Juin provoque donc l’avènement dans la péninsule de représentants de l’aristocratie britannique ou encore de la bourgeoisie canadienne et américaine. Les Canadiens-français, eux, s’affairent à se forger une existence. Ces premiers visiteurs s’amènent dans la péninsule en empruntant, d’abord, des navires à vapeur, puis ensuite le cheval de fer qui met une éternité à s’étendre à toute la région. On le retrouve à Carleton en 1895, à Paspébiac en 1902, à Gaspé en 1911…
La pêche sportive au saumon devient un passe-temps convoité par cette clientèle fortunée. Les Micmacs, connaissant et ayant nommé chaque rivière du Gespe’gewa’gi, observent ces Blancs qui s’approprient les rivières avec l’aide du gouvernement. Les rivières Sainte-Anne, York, Dartmouth, Cascapédia, Matapédia et Ristigouche deviennent des lieux prisés, les plus gros saumons y étant capturés. Des clubs et des camps de pêche luxueux apparaissent dans le paysage, édifiant ainsi tel un monolithe le club sélect de la pêche sportive au saumon. Ne pêche pas le saumon qui le veut!
Des noms et des titres
Les illustres visiteurs ont des noms et des statuts. Ils s’appellent Jefferson Davis, président des États confédérés pendant la guerre de Sécession, et Chester Arthur, un ex-président des États-Unis. Ou encore on les connaît sous les noms de Lord Dufferin, marquis de Lorne, marquis de Landsdowne, lord Stanley et le comte de Minto, tous des gouverneurs généraux du Canada attirés par les rivières à saumon de cette Gaspésie pittoresque et pluriculturelle. De grands hôtels et des villas estivales s’imposent dans le décor afin de satisfaire ces estivants.

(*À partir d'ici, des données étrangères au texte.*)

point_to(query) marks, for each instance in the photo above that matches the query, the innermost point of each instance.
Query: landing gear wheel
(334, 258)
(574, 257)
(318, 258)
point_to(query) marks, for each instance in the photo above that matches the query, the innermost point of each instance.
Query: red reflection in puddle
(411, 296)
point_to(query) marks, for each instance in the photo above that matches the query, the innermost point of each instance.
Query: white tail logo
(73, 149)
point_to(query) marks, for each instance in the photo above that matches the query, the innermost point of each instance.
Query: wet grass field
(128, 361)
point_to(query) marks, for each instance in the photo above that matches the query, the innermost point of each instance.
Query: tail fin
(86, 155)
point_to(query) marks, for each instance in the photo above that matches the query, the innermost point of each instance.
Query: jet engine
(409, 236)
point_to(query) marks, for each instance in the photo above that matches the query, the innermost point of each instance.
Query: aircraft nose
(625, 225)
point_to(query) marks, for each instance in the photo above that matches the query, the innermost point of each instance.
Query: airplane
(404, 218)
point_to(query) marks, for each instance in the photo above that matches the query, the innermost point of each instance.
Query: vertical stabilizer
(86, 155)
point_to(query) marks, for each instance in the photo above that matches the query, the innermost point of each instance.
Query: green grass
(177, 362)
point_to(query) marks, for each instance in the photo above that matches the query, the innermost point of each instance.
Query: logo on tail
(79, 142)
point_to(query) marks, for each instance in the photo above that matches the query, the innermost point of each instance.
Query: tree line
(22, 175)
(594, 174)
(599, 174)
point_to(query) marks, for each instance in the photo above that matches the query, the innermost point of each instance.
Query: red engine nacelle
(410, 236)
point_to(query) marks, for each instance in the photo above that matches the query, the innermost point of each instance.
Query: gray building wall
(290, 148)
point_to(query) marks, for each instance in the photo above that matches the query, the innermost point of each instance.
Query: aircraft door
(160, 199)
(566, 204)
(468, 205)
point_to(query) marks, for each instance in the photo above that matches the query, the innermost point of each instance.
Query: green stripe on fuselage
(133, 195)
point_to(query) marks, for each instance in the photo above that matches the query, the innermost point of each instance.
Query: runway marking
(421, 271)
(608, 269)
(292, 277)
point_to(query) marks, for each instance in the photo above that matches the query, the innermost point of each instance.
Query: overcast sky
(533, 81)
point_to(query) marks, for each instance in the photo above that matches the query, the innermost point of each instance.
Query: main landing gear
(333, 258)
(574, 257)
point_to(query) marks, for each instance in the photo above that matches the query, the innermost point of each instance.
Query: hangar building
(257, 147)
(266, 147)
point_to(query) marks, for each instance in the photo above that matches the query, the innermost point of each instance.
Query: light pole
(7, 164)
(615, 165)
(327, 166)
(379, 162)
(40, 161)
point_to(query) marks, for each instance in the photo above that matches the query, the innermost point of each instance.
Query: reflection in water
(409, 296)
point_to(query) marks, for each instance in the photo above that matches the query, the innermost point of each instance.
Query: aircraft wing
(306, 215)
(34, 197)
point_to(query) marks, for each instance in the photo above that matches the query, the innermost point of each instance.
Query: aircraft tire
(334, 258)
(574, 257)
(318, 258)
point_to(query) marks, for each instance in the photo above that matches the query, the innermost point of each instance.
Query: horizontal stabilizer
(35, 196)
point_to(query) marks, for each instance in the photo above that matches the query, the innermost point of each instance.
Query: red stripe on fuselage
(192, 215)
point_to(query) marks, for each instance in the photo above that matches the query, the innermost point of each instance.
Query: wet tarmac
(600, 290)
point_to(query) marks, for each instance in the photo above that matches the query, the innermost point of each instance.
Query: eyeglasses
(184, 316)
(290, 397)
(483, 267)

John Sutherland Campbell, connu comme gouverneur général du Canada de 1878 à 1883 sous le nom du marquis de Lorne, découvre les méandres de la rivière Cascapédia en 1879. Tout au long de son mandat, il ne manque pas un seul été en Gaspésie. En 1880, pour satisfaire son confort, il fait construire en pièces détachées un magnifique camp de pêche, transporté par navire d’Ottawa jusqu’à l’embouchure de la rivière Cascapédia! Renommé Lorne Cottage en 1883, ce camp existe encore de nos jours. Le marquis de Lorne ne fréquente pas n’importe qui! Il a pour épouse la princesse Louise, fille de la reine Victoria, qui règne comme souveraine de la Grande-Bretagne de 1837 à 1901. Pour être dans les bonnes grâces de sa belle-maman, Lorne lui fait parvenir du saumon provenant de la Cascapédia, le poisson étant transporté vers l’Angleterre sur un lit de glace et de neige à bord d’un vapeur!
Révoltant!
Plus le 20e siècle avance, plus on constate les tensions et les conflits causés par le saumon entre les pêcheurs sportifs et les pêcheurs commerciaux. En 1932, Jos B. Alain, pêcheur de saumon de Carleton, écrira au ministre fédéral des Pêches Alfred Duranleau: «Nous, nous sommes étroitement surveillés par des gardes-pêche; eux, on les laisse complètement libres d’observer la loi à leur guise. Nous, nous pêchons par besoin, alors qu’eux ne pêchent que par plaisir […]. C’est révoltant M. le Ministre ».
En 1971, après des décennies de luttes, le gouvernement du Québec impose un moratoire aux pêcheurs commerciaux au saumon, les empêchant ainsi de poursuivre cette pêche perpétuée de père en fils. Quant aux pêcheurs sportifs, ils ont continué la tradition, le gouvernement forçant toutefois la démocratisation de cette activité.
De nos jours, la pêche sur les rivières n’est plus que l’ombre de ce qu’elle a déjà été, ce qui nous force à revoir l’utilisation de ces joyaux collectifs.